A foice da regionalização


A redução do número de municípios e o ponto final na regionalização são virtudes do acordo com a troika. Com um senão: o provável adiamento da renovação dos autarcas.

ENTRE os inevitáveis sacrifícios inscritos no Memorando de Entendimento a que o Governo (PS) e os dois partidos da Oposição no arco da governabilidade (PSD e CDS) se vincularam perante a troika, há uns que o serão mais do que os outros.

O fim dos governadores civis, por exemplo, sacrificará, por junto e sem prejuízo do respeito por quem empenhadamente cumpriu bem as funções, um reduzido número de homens e mulheres ligados ao partido no Governo, a quem cabe a respectiva nomeação.

O Governo Civil é, há demasiado tempo, um mero lugar de colocação das terceiras, quartas ou quintas linhas dos aparelhos partidários, em jeito de prémio de consolação, de prateleira bronzeada (porque nem chega a dourada) ou de compensação por serviços militantemente prestados.

São, tipicamente, jobs for the boys.

As competências são facilmente transferíveis para outras entidades da Administração Central e/ou Local. E os orçamentos são quase ridículos.

Quer isto dizer que apoupança para o Estado que resultará da extinção dos governadores civis não será, do ponto de vista meramente financeiro, grande coisa. Mas já não assim do ponto de vista simbólico – tem um significado real e importante acabar com cargos e gastos absolutamente dispensáveis, sobretudo porque sem impacto negativo nos serviços prestados à população.

Muitomais significativo, a todos os níveis, incluindo o financeiro, é o compromisso que o Estado português (leia-se também PS, PSD e CDS) assumiu de reduzir o número de Municípios (308) e de Freguesias (4.259) em que estão divididos os 18 Distritos do país.

Há que reconhecer que são câmaras e juntas a mais. Sobretudo porque – salvaguardando o devido respeito pelas honrosas excepções – umas e outras são em regra mal geridas (com défices gigantescos) e, para além de serem focos de corrupção generalizada, transformaram-se em agências de emprego e de colocação de aparelhos partidários e caciques locais, com milhares e milhares de fazedores de nada, entre assessores, adjuntos e técnicos de coisa nenhuma. Que muito contribuem para os superlativos encargos do Estado.

A reforma administrativa do Estado já devia ter sido feita há muito.

Mas tem vindo a ser sucessivamente adiada.

À afirmação da vontade política de reformar propalada pelas cúpulas partidárias, sempre se impuseram os interesses menores, mas poderosos, dos aparelhos e dos caciques locais.

Mais um ano e acabou.

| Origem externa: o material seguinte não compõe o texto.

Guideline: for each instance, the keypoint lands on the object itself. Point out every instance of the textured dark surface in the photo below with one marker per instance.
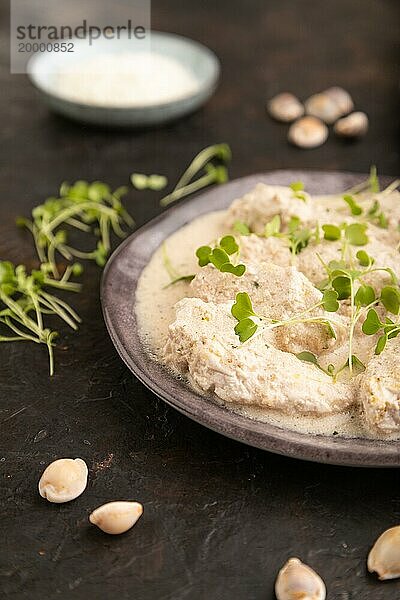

Por muito que as associações de municípios e de freguesias estrebuchem, vai mesmo ter de haver uma redução – e espera-se que considerável – de municípios e de freguesias. A bem do Estado e... das populações locais – principalmente do desertificado Interior do país.

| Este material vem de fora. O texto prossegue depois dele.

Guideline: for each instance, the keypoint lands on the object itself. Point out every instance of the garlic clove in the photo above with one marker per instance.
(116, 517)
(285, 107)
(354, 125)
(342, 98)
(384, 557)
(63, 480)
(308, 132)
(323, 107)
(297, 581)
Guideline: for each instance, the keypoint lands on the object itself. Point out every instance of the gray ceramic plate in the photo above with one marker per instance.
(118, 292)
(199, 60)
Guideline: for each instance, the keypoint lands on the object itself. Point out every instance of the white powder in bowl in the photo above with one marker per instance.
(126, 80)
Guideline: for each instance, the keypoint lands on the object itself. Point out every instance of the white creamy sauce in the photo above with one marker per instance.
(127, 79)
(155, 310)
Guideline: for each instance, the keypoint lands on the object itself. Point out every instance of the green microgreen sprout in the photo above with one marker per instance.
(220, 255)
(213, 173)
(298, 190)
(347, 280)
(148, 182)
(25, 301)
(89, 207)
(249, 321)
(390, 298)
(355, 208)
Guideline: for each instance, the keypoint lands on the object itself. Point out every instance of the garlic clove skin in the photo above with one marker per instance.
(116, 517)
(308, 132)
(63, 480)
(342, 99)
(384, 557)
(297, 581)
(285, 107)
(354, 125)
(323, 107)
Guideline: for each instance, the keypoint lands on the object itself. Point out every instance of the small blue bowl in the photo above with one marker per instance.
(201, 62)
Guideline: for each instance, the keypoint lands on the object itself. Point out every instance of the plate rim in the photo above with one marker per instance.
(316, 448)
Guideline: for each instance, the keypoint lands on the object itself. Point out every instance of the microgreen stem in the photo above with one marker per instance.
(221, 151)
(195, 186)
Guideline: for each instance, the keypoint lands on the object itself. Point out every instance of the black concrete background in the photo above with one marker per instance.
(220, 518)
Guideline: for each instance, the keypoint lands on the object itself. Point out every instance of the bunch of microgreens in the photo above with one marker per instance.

A rede de estradas (e auto-estradas) é das poucas reformas que verdadeiramente foram bem concretizadas nas últimas décadas. Mas nem por isso os distritos do Interior conseguiram promover a fixação de populações e, sobretudo, de investimento.

Portugal precisa de novas centralidades, de novos pólos industriais, de recuperar a produção agrícola, de desenvolver as redes de distribuição e de exportação. Os municípios demasiado pequenos – em população, em área geográfica ou em recursos financeiros – não têm capacidade para implementar políticas de atracção de pessoas, individuais ou colectivas, e de captação de investimento.

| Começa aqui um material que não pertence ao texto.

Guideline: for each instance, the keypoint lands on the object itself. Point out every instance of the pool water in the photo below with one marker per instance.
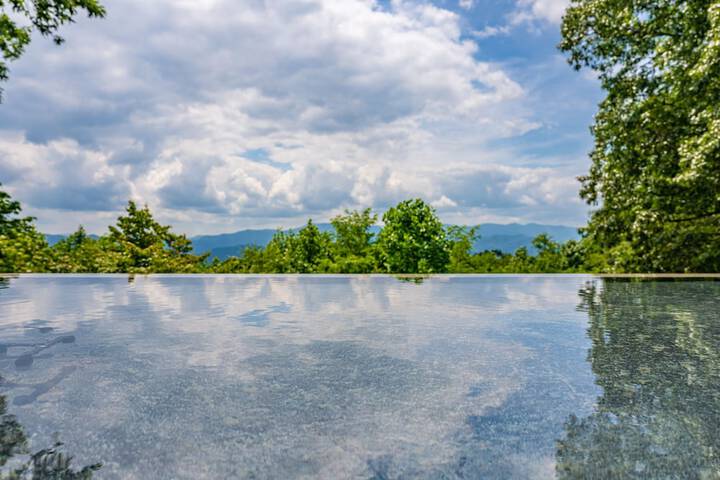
(367, 377)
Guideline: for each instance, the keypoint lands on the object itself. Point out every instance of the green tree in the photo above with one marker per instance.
(413, 240)
(655, 173)
(550, 257)
(144, 245)
(309, 249)
(462, 241)
(45, 16)
(22, 247)
(81, 253)
(353, 247)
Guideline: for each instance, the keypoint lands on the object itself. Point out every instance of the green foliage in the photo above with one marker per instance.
(462, 240)
(655, 172)
(413, 239)
(353, 249)
(22, 247)
(141, 245)
(45, 16)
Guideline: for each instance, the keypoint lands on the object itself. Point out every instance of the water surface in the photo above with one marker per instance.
(367, 377)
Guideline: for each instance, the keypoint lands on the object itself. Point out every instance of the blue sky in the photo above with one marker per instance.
(225, 114)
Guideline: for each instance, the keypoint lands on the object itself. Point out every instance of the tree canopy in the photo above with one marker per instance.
(655, 174)
(18, 19)
(413, 240)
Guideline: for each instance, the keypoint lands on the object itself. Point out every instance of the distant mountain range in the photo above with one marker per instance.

Esse é, aliás, um dos argumentos dos defensores da regionalização – entre os quais se contam os autarcas.

Ora, outra virtude do acordo com a troika é precisamente a certidão de óbito definitivamente passada à regionalização.

Portugal não precisa de mais burocracia, de mais uma classe política intermédia e de mais um grau nos centros de decisão.

Precisa, sim, de uma verdadeira descentralização.

A alternativa à regionalização sempre foi o reforço do municipalismo, que passa por ter municípios fortes e com capacidade de decisão.

A fusão e concentração de câmaras (e a extinção de inúteis juntas de freguesia) é o caminho. E o compromisso com a troika, nesse capítulo, é tudo menos um sacrifício.

Pena é que, em consequência, possa ser sacrificada a lei das inelegibilidades dos autarcas, que finalmente produziria os seus efeitos nas eleições de 2013.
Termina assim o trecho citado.